Shawn Hill of the Toronto Blue Jays pitches against the Seattle Mariners at Rogers Centre in Toronto, Ontario, Canada. The Blue Jays defeated the Mariners 1-0. (Photo by Brad White/Getty Images)
Most teams couldn't withstand the loss of three-fifths of their starting rotation in a week, but the Blue Jays did so by sweeping the Phillies. How can they continue to win going forward?
The Toronto Blue Jays have had an amazing streak of bad injury luck the last few days, with three starting pitchers (Kyle Drabek, Brandon Morrow and Drew Hutchison) all leaving games with injuries before the first inning even ended.
That has to be a record, but no one keeps track of such things, probably rightly so. No team wants to think about this possibility.
The Blue Jays, desperate for any sort of pitching, have brought a former Jay back from the independent Atlantic League's York Revolution. Via press release from the team:
The two-time defending Atlantic League Champion York Revolution has announced the contract of starting pitcher Shawn Hill has been purchased by the Toronto Blue Jays. The transaction makes Hill the third arm from the Revolution staff to join a Major League Organization this season. Reliever Ian Thomas joined the Atlanta Braves on May 17, and starter Ryan Feierabend inked a deal with the Cincinnati Reds on June 5.
Hill's time in York was relatively brief, but the right-hander made a tremendous impact.
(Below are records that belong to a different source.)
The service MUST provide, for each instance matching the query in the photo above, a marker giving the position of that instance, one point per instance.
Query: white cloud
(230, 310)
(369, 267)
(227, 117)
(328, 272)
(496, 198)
Once Hill became a regular in the Revolution starting rotation, he did not allow a run in the final 27 and two-thirds innings he pitched in a York uniform, over his final five starts for the club.
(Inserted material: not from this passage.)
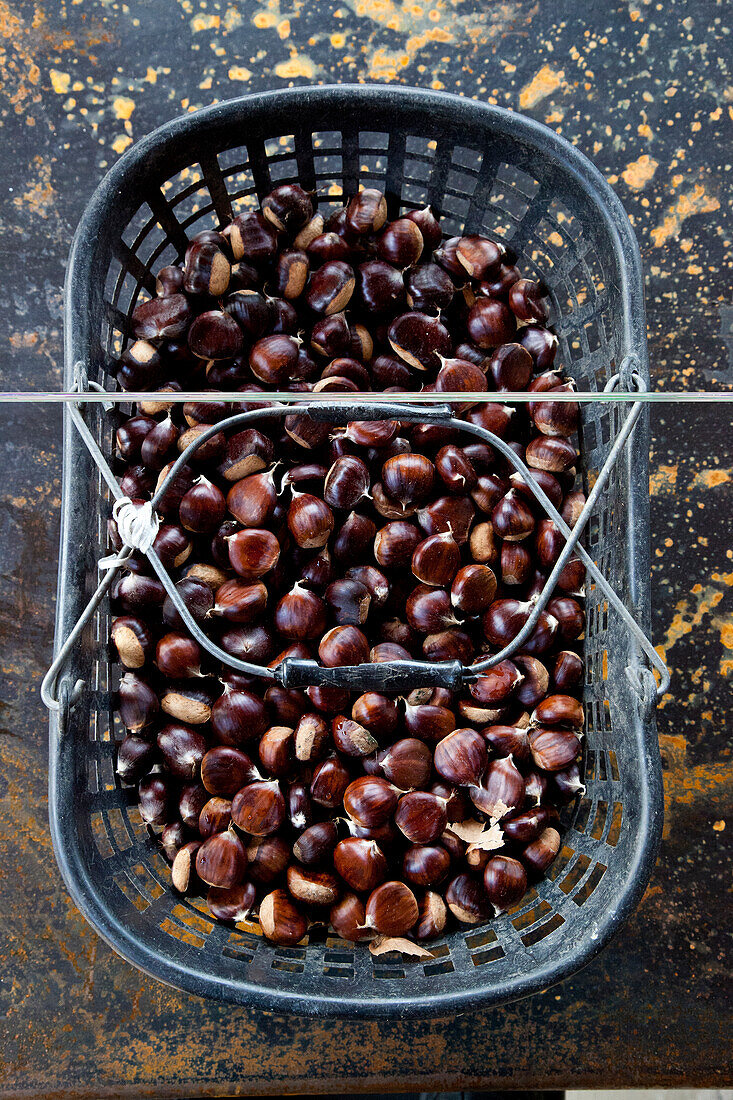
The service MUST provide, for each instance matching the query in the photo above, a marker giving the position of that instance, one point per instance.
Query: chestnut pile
(380, 816)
Regardless of the level of competition, 27⅔ consecutive scoreless innings is impressive. Hill, who is a Toronto-area native, pitched for the Jays briefly (four starts) in 2010, and before that for the Padres and Nationals. In fact, he's been around long enough that he's a former Montreal Expo (three starts in 2004).
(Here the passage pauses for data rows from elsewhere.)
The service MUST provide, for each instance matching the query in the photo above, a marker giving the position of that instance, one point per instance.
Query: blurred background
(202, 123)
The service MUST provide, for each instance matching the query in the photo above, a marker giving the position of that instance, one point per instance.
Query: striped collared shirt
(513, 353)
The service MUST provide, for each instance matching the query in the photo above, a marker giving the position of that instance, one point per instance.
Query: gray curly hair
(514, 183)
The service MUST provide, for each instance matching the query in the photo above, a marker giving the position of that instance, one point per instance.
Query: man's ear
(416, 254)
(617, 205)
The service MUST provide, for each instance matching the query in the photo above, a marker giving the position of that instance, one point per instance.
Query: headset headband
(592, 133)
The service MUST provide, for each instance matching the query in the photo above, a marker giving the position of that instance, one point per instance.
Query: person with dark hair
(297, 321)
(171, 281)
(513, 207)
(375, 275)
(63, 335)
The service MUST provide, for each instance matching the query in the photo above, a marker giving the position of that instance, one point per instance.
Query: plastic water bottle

Coello isn't expected to enter the mix for Toronto's rotation, but he could find a home in long relief if Carlos Villanueva or Aaron Laffey are transitioned into a starting role.
Villanueva started 13 games for the Jays in 2011, though he wasn't very good at it, posting a 5.15 ERA as a starter, as opposed to 1.60 in relief. Laffey last started games in 2010 when he was with the Indians.
The Jays swept the Phillies in Toronto over the weekend and stand 6½ games out of first place in the tight AL East; with the second wild-card spot in the mix and the Jays third in the AL in runs scored, they've got legitimate postseason dreams if they can fill those rotation spots with pitchers better than Villanueva, Laffey or Hill. You can bet that Alex Anthopoulos will be running up his cellphone minutes trying to deal for a starting pitcher or two in the immediate future.